The invention will now be described from a different point of view. What is described includes a method for use with a touch pad having an area (for example, reference designation 1 in FIG. 1) and a periphery and a graphical user interface, and with first and second predefined areas (reference designations 3 and 5 in FIG. 1) which together comprise the periphery of the touch pad, the first and second predefined areas comprising less than all of the area of the touch pad and thereby surrounding a third predefined central area (reference designation 2 in FIG. 1). In this method, a finger-down event is detected at a start point (reference designation 4 in FIG. 1) in the first predefined area 3. Next, in the absence of a finger-up event, what is detected is movement of the finger in a clockwise or counterclockwise direction about the periphery of the touch pad and within the first and second predetermined areas (for example, the clockwise trajectory 6 in FIG. 1). When this happens, the system carries out scrolling or panning within the graphical user interface in an ever-increasing manner so long as the clockwise or counterclockwise movement continues.

Thus, for example, as shown in FIG. 1 the first predefined area 3 may comprise a right edge of the touch pad 1 and clockwise movement (trajectory 6) may comprise downward scrolling. As shown in FIG. 2, the first predefined area 3 comprises a right edge of the touch pad 1 and counterclockwise movement (trajectory 8) may comprise upward scrolling. As shown in FIG. 3, the first predefined area 9 may comprise a bottom edge of the touch pad 1 and clockwise movement (trajectory 1 2) may comprise leftward panning. Alternatively, the first predefined area may comprise a bottom edge of the touch pad and clockwise movement may comprise leftward panning.

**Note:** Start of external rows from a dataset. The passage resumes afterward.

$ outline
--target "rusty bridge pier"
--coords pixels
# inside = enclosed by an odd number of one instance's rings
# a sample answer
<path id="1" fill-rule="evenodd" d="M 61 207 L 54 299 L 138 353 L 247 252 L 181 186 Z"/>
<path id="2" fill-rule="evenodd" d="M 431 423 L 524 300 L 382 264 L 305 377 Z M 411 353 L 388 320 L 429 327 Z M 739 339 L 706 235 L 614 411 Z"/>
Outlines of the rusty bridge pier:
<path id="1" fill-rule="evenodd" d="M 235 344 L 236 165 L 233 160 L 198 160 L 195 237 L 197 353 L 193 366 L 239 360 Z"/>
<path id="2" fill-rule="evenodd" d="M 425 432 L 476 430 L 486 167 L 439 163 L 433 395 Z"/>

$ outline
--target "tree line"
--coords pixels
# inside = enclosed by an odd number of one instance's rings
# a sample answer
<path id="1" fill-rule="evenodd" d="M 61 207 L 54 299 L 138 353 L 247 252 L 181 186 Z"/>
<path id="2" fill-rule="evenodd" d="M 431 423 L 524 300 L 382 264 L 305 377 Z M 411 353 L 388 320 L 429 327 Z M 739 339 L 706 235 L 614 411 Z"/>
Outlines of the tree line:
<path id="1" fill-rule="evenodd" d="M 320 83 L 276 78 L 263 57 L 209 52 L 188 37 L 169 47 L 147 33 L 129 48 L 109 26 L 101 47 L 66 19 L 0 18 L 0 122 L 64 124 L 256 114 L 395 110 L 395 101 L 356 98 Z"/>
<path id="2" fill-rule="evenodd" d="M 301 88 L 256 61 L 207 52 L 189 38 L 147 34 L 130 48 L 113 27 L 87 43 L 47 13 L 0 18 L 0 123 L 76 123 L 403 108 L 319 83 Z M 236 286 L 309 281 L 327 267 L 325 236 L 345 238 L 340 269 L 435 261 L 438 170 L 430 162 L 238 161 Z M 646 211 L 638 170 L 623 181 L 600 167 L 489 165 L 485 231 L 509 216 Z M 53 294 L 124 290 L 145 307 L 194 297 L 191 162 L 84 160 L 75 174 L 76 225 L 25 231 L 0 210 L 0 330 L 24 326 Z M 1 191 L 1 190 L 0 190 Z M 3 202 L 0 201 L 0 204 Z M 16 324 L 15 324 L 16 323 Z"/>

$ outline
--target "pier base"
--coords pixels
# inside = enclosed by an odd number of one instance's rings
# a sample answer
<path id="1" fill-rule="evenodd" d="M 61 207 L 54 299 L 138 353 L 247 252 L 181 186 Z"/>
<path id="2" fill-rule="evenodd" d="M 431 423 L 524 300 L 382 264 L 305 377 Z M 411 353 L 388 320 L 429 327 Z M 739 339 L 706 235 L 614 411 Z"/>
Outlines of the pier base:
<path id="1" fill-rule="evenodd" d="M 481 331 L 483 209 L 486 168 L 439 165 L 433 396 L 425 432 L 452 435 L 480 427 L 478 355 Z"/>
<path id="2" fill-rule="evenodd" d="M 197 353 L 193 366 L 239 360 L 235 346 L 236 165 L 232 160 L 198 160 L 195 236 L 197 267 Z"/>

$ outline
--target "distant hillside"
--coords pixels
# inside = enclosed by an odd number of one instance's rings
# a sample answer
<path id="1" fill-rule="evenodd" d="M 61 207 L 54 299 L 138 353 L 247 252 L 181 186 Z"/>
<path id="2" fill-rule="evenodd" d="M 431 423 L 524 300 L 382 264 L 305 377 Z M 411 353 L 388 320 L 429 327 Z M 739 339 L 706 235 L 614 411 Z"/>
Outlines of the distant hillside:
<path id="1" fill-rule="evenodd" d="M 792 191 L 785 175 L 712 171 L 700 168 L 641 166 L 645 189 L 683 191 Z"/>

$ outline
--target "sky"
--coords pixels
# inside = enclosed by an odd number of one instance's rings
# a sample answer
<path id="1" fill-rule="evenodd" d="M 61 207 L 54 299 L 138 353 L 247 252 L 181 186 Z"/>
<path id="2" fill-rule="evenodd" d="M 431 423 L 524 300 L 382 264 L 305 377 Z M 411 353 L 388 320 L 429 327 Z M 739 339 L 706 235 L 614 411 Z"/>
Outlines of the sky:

As another example, there is described a method for use with a touch pad (for example, reference designation 1 in FIG. 4) having an area and a graphical user interface, and with a first predefined area (for example, reference designation 3 in FIG. 4) of the touch pad, the first predefined area comprising less than all of the area of the touch pad. First, a finger-down event is detected (start point 4 in FIG. 4) in the first predefined area (start area 3 in FIG. 4). Next, in the absence of a finger-up event, movement of the finger in a clockwise or counterclockwise direction (trajectory 13 in FIG. 4) at the touch pad 1. As a consequence, scrolling or panning is carried out within the graphical user interface in an ever-increasing manner so long as the clockwise or counterclockwise movement continues.

Thus, as an example, in FIG. 4 the first predefined area 3 comprises an area at a right edge of the touch pad 1 and clockwise movement (trajectory 13) comprises downward scrolling. Alternatively, the first predefined area 3 may comprise an area at a right edge of the touch pad and counterclockwise movement comprises upward scrolling. As yet another example the first predefined area may comprise an area (for example, start area 31 in FIG. 5) at a bottom edge of the touch pad and counterclockwise movement may comprise rightward panning. Finally, the first predefined area may comprise an area at a bottom edge of the touch pad and clockwise movement may comprise leftward panning.

It will be appreciated that numerous and diverse obvious variations and improvements to the invention can be made without departing in any way from the invention, and all of which are intended to be embraced within the claims which follow.